There are remarkable differences in each mustard and most of the Maille mustards are not particularly hot. The parmesan and basil is a favourite for me as is the walnut that is pure umami. Elodie recommends using the parmesan basil mustard in place of parmesan in items like lasagna, effectively cutting the calories in half. I'm less smitten with the mango and Thai herbs mustard and the sun dried tomato and esplette chilli mustard but there are enough flavours to be able to find a favourite. The best place to store mustard is in the fridge to keep it "alive" and the fresher the mustard the hotter it will be.
The boutique display in Mosman's Bridgepoint Shopping Centre occupies a wall of a supermarket. Here they dispense some mustards by tap. If you bring back your prized Maille Chablis and Sauternes mustard ceramic pot, you will pay just half the price. A range of vinegars and cornichons are also sold.

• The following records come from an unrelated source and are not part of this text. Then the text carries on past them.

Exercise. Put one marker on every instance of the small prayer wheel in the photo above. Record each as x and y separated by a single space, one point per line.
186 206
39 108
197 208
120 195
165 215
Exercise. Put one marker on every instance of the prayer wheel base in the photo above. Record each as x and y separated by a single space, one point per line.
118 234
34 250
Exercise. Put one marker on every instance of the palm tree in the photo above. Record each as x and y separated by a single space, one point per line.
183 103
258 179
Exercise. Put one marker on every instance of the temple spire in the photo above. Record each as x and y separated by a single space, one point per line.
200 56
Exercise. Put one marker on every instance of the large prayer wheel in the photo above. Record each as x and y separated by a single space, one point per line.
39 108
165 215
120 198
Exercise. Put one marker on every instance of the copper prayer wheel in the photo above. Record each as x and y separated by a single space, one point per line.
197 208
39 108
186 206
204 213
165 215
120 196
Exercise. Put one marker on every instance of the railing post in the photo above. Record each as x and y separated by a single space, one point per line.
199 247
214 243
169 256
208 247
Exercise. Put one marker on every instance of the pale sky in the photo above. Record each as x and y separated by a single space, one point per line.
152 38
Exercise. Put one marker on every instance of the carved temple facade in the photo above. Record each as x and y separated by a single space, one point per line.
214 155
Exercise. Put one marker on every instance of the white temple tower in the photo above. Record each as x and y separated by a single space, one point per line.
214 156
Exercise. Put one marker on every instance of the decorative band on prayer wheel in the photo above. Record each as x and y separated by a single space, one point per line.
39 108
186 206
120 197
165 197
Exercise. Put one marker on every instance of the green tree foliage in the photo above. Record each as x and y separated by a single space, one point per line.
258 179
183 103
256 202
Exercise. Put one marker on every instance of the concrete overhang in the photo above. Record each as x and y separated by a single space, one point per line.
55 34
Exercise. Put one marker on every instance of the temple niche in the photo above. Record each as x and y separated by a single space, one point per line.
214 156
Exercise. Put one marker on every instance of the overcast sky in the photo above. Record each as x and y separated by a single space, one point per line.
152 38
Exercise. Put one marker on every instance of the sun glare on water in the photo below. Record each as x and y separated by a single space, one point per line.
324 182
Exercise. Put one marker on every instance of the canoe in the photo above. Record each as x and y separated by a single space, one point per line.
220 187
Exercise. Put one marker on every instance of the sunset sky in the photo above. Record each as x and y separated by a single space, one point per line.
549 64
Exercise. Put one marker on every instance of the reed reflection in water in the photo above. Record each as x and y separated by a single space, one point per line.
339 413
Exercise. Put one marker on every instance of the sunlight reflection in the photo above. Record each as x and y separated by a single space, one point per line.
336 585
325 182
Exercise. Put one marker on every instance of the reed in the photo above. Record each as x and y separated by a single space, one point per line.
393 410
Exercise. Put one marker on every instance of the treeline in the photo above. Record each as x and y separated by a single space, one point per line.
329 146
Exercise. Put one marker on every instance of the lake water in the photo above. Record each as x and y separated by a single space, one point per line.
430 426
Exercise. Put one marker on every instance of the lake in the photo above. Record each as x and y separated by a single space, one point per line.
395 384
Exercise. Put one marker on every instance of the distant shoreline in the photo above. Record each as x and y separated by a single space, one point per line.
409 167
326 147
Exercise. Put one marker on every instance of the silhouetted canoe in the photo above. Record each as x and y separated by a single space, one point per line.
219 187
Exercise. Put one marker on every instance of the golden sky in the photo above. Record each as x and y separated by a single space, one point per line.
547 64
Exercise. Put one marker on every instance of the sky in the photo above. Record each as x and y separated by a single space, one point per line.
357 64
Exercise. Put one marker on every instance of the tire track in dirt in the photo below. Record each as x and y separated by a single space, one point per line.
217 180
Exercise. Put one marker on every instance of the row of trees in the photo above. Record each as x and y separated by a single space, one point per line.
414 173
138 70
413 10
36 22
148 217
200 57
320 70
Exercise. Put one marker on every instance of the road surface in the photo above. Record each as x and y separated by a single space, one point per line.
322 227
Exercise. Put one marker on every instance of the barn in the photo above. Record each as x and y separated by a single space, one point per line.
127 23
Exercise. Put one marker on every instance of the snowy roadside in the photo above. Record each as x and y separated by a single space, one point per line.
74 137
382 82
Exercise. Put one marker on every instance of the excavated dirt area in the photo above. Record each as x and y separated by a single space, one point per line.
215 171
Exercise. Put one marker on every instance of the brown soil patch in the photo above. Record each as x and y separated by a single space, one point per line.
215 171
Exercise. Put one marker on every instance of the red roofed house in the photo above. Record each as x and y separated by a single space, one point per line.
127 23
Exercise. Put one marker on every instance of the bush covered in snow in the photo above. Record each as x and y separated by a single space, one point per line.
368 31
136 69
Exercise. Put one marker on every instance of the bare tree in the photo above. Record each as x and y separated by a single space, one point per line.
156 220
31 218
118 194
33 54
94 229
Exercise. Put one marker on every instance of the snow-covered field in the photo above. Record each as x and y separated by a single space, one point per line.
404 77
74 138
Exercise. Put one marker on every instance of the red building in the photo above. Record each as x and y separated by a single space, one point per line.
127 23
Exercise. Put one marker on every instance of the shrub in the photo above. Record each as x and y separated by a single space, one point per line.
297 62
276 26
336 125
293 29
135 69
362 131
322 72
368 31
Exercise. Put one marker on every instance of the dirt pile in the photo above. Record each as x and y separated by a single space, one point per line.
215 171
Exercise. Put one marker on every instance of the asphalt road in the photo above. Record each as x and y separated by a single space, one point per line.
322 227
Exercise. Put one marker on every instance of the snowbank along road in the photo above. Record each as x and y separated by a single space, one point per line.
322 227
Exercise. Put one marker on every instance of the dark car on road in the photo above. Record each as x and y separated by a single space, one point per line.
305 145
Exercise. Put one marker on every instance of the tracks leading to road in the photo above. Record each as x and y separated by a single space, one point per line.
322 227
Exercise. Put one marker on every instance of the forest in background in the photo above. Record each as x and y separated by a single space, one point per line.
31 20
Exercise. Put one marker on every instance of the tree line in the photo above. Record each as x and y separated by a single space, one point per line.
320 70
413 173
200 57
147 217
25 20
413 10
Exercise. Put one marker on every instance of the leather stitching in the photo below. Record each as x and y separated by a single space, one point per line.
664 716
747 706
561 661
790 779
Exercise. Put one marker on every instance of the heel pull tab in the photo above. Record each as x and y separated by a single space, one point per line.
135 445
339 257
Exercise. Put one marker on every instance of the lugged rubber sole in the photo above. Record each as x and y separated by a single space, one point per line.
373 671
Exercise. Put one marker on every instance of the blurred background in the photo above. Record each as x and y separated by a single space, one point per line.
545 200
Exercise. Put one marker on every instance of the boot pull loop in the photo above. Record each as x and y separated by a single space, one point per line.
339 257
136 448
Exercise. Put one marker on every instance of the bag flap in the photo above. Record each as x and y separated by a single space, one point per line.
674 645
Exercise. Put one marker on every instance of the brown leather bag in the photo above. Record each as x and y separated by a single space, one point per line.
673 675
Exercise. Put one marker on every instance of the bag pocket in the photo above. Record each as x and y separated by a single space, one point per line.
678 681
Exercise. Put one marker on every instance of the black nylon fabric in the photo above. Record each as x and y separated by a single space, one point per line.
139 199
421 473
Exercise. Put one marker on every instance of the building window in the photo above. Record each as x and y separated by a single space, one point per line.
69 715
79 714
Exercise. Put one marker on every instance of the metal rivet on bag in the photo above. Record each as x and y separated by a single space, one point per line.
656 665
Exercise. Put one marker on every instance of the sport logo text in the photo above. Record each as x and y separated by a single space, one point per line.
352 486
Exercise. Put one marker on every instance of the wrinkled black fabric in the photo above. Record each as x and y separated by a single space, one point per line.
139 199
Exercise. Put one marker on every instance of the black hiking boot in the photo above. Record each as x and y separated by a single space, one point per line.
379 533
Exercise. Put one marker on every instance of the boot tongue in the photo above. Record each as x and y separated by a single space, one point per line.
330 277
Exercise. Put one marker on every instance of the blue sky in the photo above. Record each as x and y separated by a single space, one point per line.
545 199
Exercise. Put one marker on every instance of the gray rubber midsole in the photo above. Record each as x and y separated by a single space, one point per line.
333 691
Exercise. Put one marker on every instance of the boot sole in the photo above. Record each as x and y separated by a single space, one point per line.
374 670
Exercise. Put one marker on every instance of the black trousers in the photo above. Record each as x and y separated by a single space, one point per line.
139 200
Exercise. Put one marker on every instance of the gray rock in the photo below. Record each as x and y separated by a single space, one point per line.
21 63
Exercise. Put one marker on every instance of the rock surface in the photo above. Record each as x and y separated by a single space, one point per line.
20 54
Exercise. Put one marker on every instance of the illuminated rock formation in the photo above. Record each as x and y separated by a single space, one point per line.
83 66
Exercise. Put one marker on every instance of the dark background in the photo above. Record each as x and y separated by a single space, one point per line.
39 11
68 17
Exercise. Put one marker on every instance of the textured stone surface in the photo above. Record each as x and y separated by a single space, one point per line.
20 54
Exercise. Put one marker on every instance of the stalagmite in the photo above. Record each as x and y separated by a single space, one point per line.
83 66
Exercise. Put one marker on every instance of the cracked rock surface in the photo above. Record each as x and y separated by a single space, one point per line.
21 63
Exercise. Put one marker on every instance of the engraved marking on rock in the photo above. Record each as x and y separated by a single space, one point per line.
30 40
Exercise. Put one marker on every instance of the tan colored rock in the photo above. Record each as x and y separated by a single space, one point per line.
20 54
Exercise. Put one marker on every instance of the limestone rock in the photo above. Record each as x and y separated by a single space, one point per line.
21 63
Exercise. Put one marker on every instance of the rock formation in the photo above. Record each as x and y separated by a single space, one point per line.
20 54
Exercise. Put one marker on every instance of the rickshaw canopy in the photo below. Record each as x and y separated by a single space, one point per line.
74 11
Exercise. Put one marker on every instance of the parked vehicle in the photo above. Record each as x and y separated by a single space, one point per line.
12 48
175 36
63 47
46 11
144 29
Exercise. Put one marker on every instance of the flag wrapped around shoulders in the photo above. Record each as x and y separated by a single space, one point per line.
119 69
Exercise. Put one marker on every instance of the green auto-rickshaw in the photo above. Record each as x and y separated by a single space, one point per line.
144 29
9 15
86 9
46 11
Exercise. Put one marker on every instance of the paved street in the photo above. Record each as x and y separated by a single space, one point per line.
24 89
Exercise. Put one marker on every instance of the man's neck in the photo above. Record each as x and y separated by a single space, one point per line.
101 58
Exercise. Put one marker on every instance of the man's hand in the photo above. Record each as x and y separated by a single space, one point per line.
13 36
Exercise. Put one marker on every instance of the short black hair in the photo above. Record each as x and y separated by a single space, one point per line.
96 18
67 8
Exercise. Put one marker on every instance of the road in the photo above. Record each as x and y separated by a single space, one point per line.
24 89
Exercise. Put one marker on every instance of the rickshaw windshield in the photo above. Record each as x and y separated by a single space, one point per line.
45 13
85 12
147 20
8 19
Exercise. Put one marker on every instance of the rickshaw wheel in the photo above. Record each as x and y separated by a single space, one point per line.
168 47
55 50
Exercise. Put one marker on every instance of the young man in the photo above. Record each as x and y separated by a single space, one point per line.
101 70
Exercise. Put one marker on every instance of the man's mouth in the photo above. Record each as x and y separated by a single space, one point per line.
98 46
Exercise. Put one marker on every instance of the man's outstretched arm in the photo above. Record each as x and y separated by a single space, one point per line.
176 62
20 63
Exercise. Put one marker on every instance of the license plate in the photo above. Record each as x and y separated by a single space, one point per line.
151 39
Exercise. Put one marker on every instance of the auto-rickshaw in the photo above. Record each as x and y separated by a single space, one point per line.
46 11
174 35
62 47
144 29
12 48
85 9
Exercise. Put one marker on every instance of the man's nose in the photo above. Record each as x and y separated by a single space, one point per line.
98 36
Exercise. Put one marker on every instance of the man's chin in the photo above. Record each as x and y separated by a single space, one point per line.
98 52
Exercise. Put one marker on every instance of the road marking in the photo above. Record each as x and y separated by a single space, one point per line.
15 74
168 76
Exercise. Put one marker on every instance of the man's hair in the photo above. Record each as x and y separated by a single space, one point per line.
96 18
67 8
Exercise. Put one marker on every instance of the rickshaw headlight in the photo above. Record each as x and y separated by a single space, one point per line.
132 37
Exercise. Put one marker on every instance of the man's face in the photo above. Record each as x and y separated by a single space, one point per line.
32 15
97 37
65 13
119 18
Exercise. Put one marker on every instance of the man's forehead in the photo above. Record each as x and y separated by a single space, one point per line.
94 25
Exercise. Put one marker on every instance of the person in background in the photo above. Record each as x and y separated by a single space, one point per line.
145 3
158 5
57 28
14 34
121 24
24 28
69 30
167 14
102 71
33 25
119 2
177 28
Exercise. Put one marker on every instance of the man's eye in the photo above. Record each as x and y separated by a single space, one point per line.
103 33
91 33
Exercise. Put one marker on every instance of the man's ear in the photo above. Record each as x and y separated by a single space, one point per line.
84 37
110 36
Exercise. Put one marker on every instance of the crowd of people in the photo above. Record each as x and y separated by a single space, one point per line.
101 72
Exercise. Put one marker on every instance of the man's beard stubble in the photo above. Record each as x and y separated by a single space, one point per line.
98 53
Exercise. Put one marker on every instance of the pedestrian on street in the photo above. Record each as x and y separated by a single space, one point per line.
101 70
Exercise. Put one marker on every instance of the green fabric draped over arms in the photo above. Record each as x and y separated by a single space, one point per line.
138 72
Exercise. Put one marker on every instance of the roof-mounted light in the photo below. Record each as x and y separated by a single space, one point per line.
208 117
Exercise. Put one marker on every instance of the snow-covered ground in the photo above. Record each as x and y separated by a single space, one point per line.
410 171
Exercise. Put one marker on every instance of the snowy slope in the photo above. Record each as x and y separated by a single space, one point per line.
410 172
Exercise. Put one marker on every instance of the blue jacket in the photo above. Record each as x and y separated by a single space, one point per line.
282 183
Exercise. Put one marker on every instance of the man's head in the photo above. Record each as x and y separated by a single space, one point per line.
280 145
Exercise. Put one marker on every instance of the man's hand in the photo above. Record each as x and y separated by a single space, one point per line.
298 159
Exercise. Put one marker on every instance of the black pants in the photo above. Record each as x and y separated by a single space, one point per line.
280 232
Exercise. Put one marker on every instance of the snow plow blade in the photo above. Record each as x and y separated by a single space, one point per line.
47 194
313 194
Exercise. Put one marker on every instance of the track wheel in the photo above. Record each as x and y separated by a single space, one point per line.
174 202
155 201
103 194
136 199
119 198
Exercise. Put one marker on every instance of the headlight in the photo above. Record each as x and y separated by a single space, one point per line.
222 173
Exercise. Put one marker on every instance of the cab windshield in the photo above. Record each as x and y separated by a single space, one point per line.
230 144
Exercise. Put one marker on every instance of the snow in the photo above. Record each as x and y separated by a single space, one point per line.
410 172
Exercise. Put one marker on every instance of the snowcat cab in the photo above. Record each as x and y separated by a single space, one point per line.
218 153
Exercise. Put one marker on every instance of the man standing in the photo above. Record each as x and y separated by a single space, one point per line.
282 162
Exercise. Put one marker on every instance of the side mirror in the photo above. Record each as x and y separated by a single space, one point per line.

Which brings me to the queen of mustards: Périgord black truffle and Chablis. Available for just five months a year during truffle season it is a spread heady in unmistakable aroma of truffles. A small pot retails for $100 and for just one lucky Dear Reader, you will receive a 500g jar of this intoxicating mustard worth $500! This is a truly exclusive product as there are only 5 of these pots available for sale in Australia!
To enter, all you have to do is tell me what you would eat your black truffle and Chablis mustard with! Simply add your answer as a comment to the story. The competition ends at midnight, the 31st of August, 2014! You can enter this competition once daily and it is open to anyone within Australia. Winners will be announced on this post.
The winner is Sarah M. of Katoomba, NSW!